È da tempo che ritengo che si debba andare in questa direzione. Credo infatti che oggi ci siano le condizioni per ridisegnare un nuovo approccio ed un nuovo modello di governance dei dati pubblici in generale e degli Open Data in particolare. Più efficiente, più snello, dove cittadini e imprese possono utilizzare facilmente dati di alta qualità sempre aggiornati all’ultimo dato disponibile e lo possano fare sia attraverso un download dei dati ma anche connettendo direttamente sistemi software ai dati attraverso API. Credo in altre parole sia necessario avviare una fase di industrializzazione degli Open Data, introducendo anche meccanismi che ne attestino aggiornamenti continui e la loro disponibilità nel tempo. Sappiamo infatti come sia difficile fare investimenti per avviare processi di riuso se non si ha la certezza della disponibilità di quei dati anche in futuro.   E’ esattamente il ruolo che può e deve essere rivestito dalla PDND, che andrebbe visto pertanto come un “marketplace” di dati pubblici sia open che non open.

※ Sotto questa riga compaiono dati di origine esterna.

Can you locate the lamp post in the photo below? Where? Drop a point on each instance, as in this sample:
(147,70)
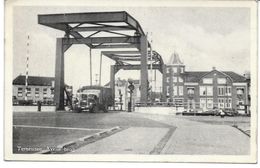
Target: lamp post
(131,87)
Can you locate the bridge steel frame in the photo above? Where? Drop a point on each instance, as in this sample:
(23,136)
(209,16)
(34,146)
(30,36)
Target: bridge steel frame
(73,24)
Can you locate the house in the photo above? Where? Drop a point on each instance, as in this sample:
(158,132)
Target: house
(205,90)
(39,88)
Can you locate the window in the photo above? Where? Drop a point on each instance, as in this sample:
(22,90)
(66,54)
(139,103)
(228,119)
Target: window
(206,90)
(222,80)
(175,92)
(29,92)
(240,91)
(207,80)
(203,103)
(182,70)
(224,90)
(210,103)
(209,90)
(174,69)
(44,92)
(20,92)
(221,103)
(168,90)
(228,103)
(203,91)
(221,91)
(168,70)
(181,90)
(190,91)
(174,79)
(37,92)
(180,79)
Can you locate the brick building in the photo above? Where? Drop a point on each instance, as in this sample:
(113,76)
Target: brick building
(39,88)
(205,90)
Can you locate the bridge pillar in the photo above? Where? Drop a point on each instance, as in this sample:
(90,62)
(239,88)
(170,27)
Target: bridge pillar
(59,75)
(144,71)
(164,89)
(112,81)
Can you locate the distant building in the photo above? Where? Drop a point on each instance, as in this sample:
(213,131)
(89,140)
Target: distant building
(205,90)
(122,95)
(39,88)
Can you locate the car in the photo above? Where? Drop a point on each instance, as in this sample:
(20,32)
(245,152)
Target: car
(230,112)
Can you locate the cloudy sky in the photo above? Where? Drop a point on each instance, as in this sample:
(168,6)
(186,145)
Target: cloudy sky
(203,37)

Infine, per la cronaca, per quanto riguarda la dimensione “Impact” l’Italia si piazza nelle prime posizioni, grazie anche alle attività legate all’Open Government Partnership e al successo della Settimana dell’Amministrazione Aperta.  Raggiunge l’undicesimo posto nella dimensione “Quality”, dove vengono valutati invece vari aspetti tra i quali la gestione dell’harvesting, il monitoraggio della qualità dei metadati e il livello di conformità allo standard DCAT-AP.